Mordecai hit his nadir in 1997 by batting just .173 with only three extra-base hits in 89 plate appearances. The Braves allowed him to sign as a free agent with division rival Montreal. While the move allowed Mordecai to go north geographically, he now played on a team well south of Atlanta in the standings.

A resurgence of sorts north of the border began in 1999 when Mordecai broke the 100-game mark for the only time in his career and also set a career high in homers with five and walks with 20. Stephanie Myles, who covered the Expos for the Montreal Gazette and was a correspondent for The Sporting News, damned Mordecai with faint praise, writing of him in 1999 that he “struggled less this year than last. He has had problems hitting breaking pitches, but that largely has been the result of not playing enough. Mordecai has hit well when he has made several consecutive starts, and his defense has been exemplary.”9

Mordecai married Jennifer Meredith (his second wife) on February 5, 2000. She gave birth to their first son, Jackson, on August 2. Sons Jacob and John followed.

In 2001 Mordecai attained highs in hits (71), doubles (17), and RBIs (32). On Opening Day, Myles wrote, he “made his major league debut as the emergency catcher after backup Sandy Martinez blew out his elbow … in Chicago. Mordecai … played every position in the infield this year, and … is the type of player who figures to be a manager someday.”10

Commissioner Bud Selig sought to execute the Expos (and Twins) via contraction, but he could not immediately eliminate the once-proud Montreal franchise. Selig nevertheless provided Expos owner Jeffrey Loria with a golden parachute that safely and softly landed him with the Florida Marlins franchise, while the suits at the Manhattan offices of Major League Baseball tightened the Montreal purse strings, essentially sealing their Canadian doom. Who would root for a team owned by absentee owners in another country that declined to invest in the ballpark or the roster? Opting to focus on baseball rather these machinations, Mordecai opined optimistically during 2002 spring training: “I look at the season as one long audition. … The eyes of baseball will be on us.”11

The eyes of baseball rarely focused on Mordecai, but Loria’s new team ironically rescued him. On July 11, 2002, Florida and Montreal made a trade that eventually involved seven players. The Expos included Mordecai as a throw-in with the boldfaced names of Carl Pavano and Graeme Lloyd going to the Marlins and Cliff Floyd and Wilton Guerrero returning to Canada.

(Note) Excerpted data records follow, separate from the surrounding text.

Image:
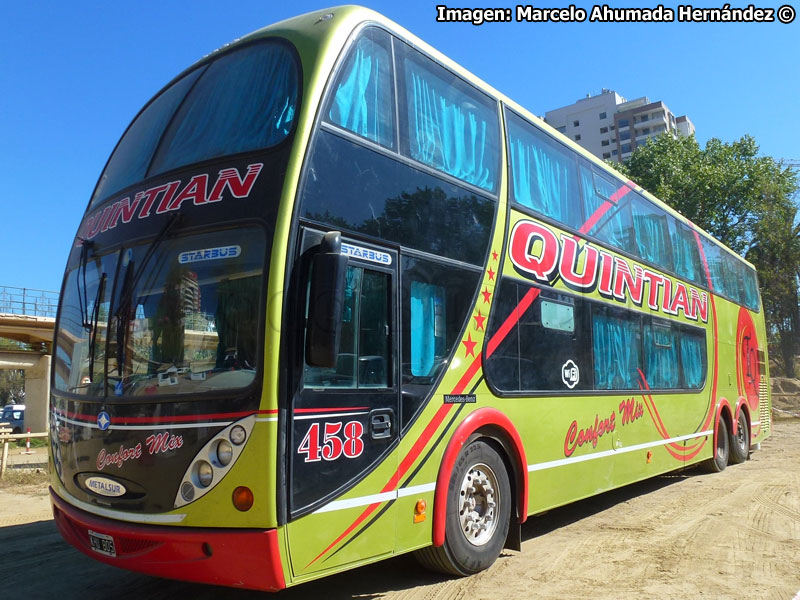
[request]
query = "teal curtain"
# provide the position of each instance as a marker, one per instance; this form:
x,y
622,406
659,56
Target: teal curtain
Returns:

Florida won its second World Series in 2003. Mordecai played in neither the NLDS nor the World Series, and had only one hit in six NLCS plate appearances, but his second and last postseason double put an exclamation point on one of the most notorious innings in baseball history.

The Marlins battled the Cubs in the NLCS. The teams split the first two games. In Game Three Florida trailed 4-3 in the bottom of the eighth. Miguel Cabrera led off with a single. Mordecai pinch-hit and sacrificed Cabrera to second. With two outs, Todd Hollandsworth singled in the tying run. Mordecai stayed in the game and had a chance to win the game. Facing Joe Borowski with two outs and the bases loaded, Mordecai flied to center. Chicago won 5-4 in 11 innings.

The Cubs won Game Four before the Marlins took Game Five. Chicago needed but one win in two Wrigley Field contests to return to the World Series for the first time since 1945. As part of a double switch, Mordecai entered Game Six in the bottom of the seventh inning with Florida down 2-0. The Cubs soon extended their lead to 3-0. When Chicago’s Mark Prior retired Mordecai to start the eighth, the Marlins had a win expectancy of only 5 percent.

Juan Pierre doubled before Luis Castillo hit a foul fly. Moises Alou, the left fielder for the Cubs, seemingly had a play as the ball descended into the front rows of the Wrigley stands, but Chicago fan Steve Bartman ended up with the ball, Castillo ended up walking, and a nightmare scenario for the cursed Cubs had commenced.

Mordecai would bat again in the same frame. After Castillo, Florida batters singled, reached on an error, doubled, walked (intentionally), hit a sacrifice fly, and walked (again intentionally). Kyle Farnsworth faced Mordecai with two outs and the bases loaded. The Marlins led 4-3. Doing color commentary on Fox, Al Leiter, a still-active left-handed pitcher with the Mets, presciently commented before the 2-and-1 pitch that Mordecai “has always been a very good fastball hitter.”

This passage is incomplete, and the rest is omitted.